The goals themselves were described as brilliant — and that word gets thrown around too easily. When it applies to Kane, it tends to mean he has done something technically precise under pressure. A striker's goals, not a fluke. Not a deflection. Earned.

Kane at a World Cup is a different animal to Kane in a quiet league game in October. He elevates. That is not something every player does at the biggest moments. A lot of them shrink. He does not.

Being Behind Should Not Be Happening

Let us not get swept away though. England were losing. DR Congo put them behind. That is the part of this result that does not sit comfortably.

Coming from behind to win is character. Fine. But conceding first to DR Congo at a World Cup is not a performance that deserves a clean pass just because the result came good. England's defensive setup, their early game management, their ability to control a match before it becomes a crisis — those questions do not disappear because Kane bailed them out.

We have seen this pattern with England before. Survive the group stage with just enough. Scrape through on individual brilliance rather than collective excellence. The difference now is Kane is still there to provide that individual brilliance. The day he is not, this approach is going to cost England dearly.

Mexico Up Next

The reward for surviving is a last-16 tie against co-hosts Mexico. That is a proper test. A co-hosting nation will have crowd support, tournament momentum, and everything to play for on home soil.

England versus Mexico in a World Cup knockout game is not a fixture you want to wobble into. The DR Congo performance will need a significant step up. Not marginal — significant.

Mexico as co-hosts will be dangerous. The energy around a home crowd in a knockout round is real and it affects outcomes. England will need to start better than they did against Congo. They will need to be the team setting the tempo, not chasing the game from behind.

Kane will probably be ready. He usually is. The question is whether the eleven around him can match his level when it matters most.

Our Verdict

Kane is carrying this England side at this World Cup. Two goals from behind to beat DR Congo is a result, full stop. The man deserves every credit coming his way.
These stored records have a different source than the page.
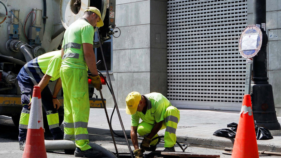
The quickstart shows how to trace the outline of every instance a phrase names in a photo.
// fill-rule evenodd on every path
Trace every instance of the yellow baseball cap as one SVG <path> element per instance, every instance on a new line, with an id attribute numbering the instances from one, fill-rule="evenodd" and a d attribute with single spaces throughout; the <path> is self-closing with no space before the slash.
<path id="1" fill-rule="evenodd" d="M 103 22 L 102 21 L 102 19 L 101 19 L 101 12 L 100 12 L 100 10 L 98 10 L 98 8 L 96 8 L 96 7 L 88 7 L 87 8 L 86 8 L 86 9 L 84 11 L 84 12 L 87 12 L 87 11 L 91 11 L 91 12 L 93 12 L 96 13 L 96 14 L 98 15 L 99 17 L 100 17 L 100 19 L 99 22 L 98 22 L 96 23 L 96 27 L 101 27 L 102 26 L 103 26 Z"/>
<path id="2" fill-rule="evenodd" d="M 141 100 L 141 96 L 137 91 L 132 91 L 126 98 L 126 113 L 129 115 L 136 113 L 138 108 L 138 105 Z"/>

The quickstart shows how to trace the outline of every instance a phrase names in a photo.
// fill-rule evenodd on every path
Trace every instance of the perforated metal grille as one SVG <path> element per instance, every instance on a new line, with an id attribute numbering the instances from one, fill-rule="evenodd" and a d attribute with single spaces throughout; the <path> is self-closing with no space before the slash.
<path id="1" fill-rule="evenodd" d="M 246 64 L 238 45 L 247 0 L 167 3 L 168 98 L 180 107 L 240 110 Z"/>

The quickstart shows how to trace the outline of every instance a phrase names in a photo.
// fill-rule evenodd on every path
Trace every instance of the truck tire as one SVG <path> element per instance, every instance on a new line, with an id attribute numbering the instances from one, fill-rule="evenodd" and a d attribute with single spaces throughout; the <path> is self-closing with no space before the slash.
<path id="1" fill-rule="evenodd" d="M 44 128 L 47 131 L 49 131 L 49 125 L 48 124 L 48 121 L 47 120 L 47 116 L 46 113 L 44 113 L 43 115 L 43 122 L 44 123 Z M 19 125 L 19 120 L 21 117 L 21 114 L 19 114 L 12 116 L 12 120 L 15 126 L 18 127 Z M 59 115 L 59 125 L 60 126 L 62 123 L 63 121 L 63 115 Z"/>

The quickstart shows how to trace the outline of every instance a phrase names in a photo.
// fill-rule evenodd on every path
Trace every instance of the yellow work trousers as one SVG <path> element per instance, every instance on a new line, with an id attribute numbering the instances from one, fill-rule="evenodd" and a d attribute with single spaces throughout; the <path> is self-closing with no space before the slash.
<path id="1" fill-rule="evenodd" d="M 172 147 L 175 144 L 177 140 L 176 130 L 178 123 L 180 121 L 180 111 L 175 107 L 170 106 L 166 109 L 164 115 L 165 120 L 160 130 L 166 128 L 164 136 L 164 144 L 165 147 Z M 140 136 L 143 136 L 150 133 L 155 125 L 150 124 L 142 121 L 138 126 L 137 131 Z M 156 134 L 152 139 L 158 136 Z M 150 145 L 154 146 L 156 144 L 158 139 L 156 139 L 151 142 Z"/>
<path id="2" fill-rule="evenodd" d="M 60 73 L 63 91 L 64 139 L 75 140 L 81 150 L 89 149 L 91 147 L 87 130 L 90 113 L 87 72 L 62 67 Z"/>

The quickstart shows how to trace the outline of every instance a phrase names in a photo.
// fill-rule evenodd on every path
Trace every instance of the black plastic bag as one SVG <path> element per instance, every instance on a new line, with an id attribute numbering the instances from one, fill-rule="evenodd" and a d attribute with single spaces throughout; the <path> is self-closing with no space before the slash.
<path id="1" fill-rule="evenodd" d="M 234 138 L 236 135 L 236 132 L 230 129 L 225 128 L 217 130 L 213 135 L 218 136 Z"/>

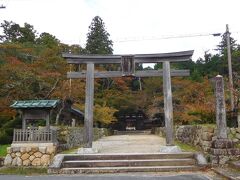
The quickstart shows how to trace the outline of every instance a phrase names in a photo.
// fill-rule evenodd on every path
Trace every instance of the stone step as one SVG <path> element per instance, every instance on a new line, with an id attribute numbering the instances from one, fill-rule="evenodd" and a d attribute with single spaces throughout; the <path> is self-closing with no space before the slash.
<path id="1" fill-rule="evenodd" d="M 200 168 L 197 166 L 97 167 L 97 168 L 62 168 L 57 173 L 80 174 L 80 173 L 169 172 L 169 171 L 197 171 L 199 169 Z M 54 172 L 52 171 L 52 173 Z"/>
<path id="2" fill-rule="evenodd" d="M 62 167 L 190 166 L 195 163 L 195 159 L 81 160 L 64 161 Z"/>
<path id="3" fill-rule="evenodd" d="M 151 134 L 151 130 L 131 130 L 131 131 L 114 131 L 114 135 L 141 135 L 141 134 Z"/>
<path id="4" fill-rule="evenodd" d="M 117 153 L 117 154 L 71 154 L 64 155 L 64 161 L 77 160 L 137 160 L 137 159 L 188 159 L 194 158 L 194 153 Z"/>

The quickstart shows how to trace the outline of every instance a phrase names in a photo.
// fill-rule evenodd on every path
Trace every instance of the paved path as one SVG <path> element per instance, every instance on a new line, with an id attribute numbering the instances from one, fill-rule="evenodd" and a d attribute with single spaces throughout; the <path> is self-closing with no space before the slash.
<path id="1" fill-rule="evenodd" d="M 152 134 L 114 135 L 93 142 L 100 153 L 154 153 L 165 145 L 165 138 Z"/>
<path id="2" fill-rule="evenodd" d="M 207 176 L 200 174 L 188 175 L 61 175 L 61 176 L 8 176 L 0 175 L 0 180 L 209 180 Z"/>

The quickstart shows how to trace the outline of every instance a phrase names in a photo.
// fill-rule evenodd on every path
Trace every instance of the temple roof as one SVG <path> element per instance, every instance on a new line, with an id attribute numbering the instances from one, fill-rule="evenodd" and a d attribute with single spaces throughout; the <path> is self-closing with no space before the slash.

But England as a team are not convincing anyone yet. The defending that allowed Congo to go ahead, the inability to control a match in its early stages — those are real problems that Mexico will be very willing to exploit.

We move on. Last 16. Kane fit and firing. That is more than enough to stay interested.

What happens against Mexico will tell us everything about whether this England side is actually capable of going deep, or whether they are just Kane and ten passengers hoping the captain keeps bailing them out.

Right now, the captain is doing his job. The rest of them need to start doing theirs.